Memorial To Kansas City Lynching Victim Removed From Case Park
The recently defaced marker will be stored at the Bruce R. Watkins Cultural Heritage Center and a new one will eventually replace it in the park.
The plaque marking the 1882 lynching of Levi Harrington was removed Friday morning from Case Park in the Quality Hill neighborhood east of downtown, with little fanfare after vandals defaced it and threw it over a nearby cliff six weeks ago.
The plaque had been reinstalled after the vandalism incident in June, but officials with Kansas City Parks and Recreation in coordination with the Community Remembrance Project and the Equal Justice Initiative decided there was too much damage to keep the original marker in place.
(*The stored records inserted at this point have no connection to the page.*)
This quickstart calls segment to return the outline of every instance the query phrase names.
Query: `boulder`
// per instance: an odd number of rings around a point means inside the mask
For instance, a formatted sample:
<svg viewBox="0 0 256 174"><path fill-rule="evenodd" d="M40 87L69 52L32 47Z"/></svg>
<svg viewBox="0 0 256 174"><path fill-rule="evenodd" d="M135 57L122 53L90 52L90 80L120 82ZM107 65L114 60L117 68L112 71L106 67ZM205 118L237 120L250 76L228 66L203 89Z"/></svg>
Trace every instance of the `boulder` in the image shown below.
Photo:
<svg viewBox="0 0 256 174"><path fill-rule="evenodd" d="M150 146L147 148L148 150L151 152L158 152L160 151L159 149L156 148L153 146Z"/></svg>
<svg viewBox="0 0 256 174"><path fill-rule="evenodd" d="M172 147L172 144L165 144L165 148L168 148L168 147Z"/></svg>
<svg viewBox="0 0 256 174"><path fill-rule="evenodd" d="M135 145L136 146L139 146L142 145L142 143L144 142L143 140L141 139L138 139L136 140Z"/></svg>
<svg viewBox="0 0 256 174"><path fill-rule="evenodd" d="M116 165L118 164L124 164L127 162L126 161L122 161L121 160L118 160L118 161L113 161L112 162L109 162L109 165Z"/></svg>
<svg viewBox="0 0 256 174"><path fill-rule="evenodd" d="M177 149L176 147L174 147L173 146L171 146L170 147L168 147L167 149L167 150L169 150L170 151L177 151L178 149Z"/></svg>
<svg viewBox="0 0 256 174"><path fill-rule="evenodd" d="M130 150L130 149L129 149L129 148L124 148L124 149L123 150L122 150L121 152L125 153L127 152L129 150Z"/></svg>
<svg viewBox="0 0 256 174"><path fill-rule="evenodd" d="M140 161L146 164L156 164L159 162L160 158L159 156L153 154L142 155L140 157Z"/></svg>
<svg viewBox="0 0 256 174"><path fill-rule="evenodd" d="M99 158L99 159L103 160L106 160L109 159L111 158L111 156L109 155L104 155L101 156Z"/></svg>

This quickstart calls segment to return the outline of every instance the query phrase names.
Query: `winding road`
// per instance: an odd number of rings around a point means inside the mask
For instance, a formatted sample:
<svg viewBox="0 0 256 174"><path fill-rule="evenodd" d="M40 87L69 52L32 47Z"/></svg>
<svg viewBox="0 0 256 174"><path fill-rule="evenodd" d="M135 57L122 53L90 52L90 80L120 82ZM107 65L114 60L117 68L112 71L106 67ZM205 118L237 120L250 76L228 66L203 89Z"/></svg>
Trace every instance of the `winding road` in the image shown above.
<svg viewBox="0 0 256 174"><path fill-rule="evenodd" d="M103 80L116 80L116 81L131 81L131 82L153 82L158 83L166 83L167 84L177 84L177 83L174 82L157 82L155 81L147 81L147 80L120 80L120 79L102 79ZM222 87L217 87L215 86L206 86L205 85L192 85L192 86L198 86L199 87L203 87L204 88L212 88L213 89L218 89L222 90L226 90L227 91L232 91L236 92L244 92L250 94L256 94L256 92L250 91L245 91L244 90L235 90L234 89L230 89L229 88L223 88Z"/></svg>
It will now be stored at the Bruce R. Watkins Cultural Heritage Center.
Park officials found out about the vandalism through a post on Reddit.
“It was like a hate crime. It felt like a retaliation. It felt like we’re seeing this reckoning that’s taking place in terms of America’s racial history,” said Glenn North, co-founder of Community Remembrance Project of Missouri and co-liaison to the Equal Justice Initiative.
Taking time to saw off and toss the marker of this lynching felt, North said, like “tearing the scab off a wound.”
However, the marker will not be forgotten or hidden away, he told reporters Friday.
They want to preserve the marker and tell the story of what happened to it. The Community Remembrance Project eventually wants to reinstall a new marker in Case Park and hold a re-dedication and invite the community out for its re-installation.
“We want to connect with the neighbors in this area so that they understand the importance of the marker being here,” said Chris Goode, a board member of Kansas City Parks and Recreation.
“It saddens me to think we have such a close-knit community here in Kansas City and something so putrid, so vile could happen right here in our city limits and there not be more outrage about it,” Goode said.
“But the act should not be overlooked. It should be highlighted,” he added.
Shortly after Goode and North spoke, Shaw Ed, a maintenance supervisor with Kansas City Parks and Recreation, loosened a few remaining screws on the plaque’s base and lifted the approximately 20-pound marker and carried it into the bed of a waiting truck.
“This is going to give us an opportunity to really help the community understand the importance of this space,” North explained. “It’s going to help us to double our efforts to make sure that crimes like this when they happen are going to be taken seriously.”
North said police have not notified them if there are any suspects in the vandalism. But he said the parks department has assured there will be extra measures taken to protect the new marker after it’s installed and that there will be surveillance.
“We need to protect this space,” North said. “This is sacred space. And that we want the community to take ownership of this space so these heinous acts don’t continue to happen.”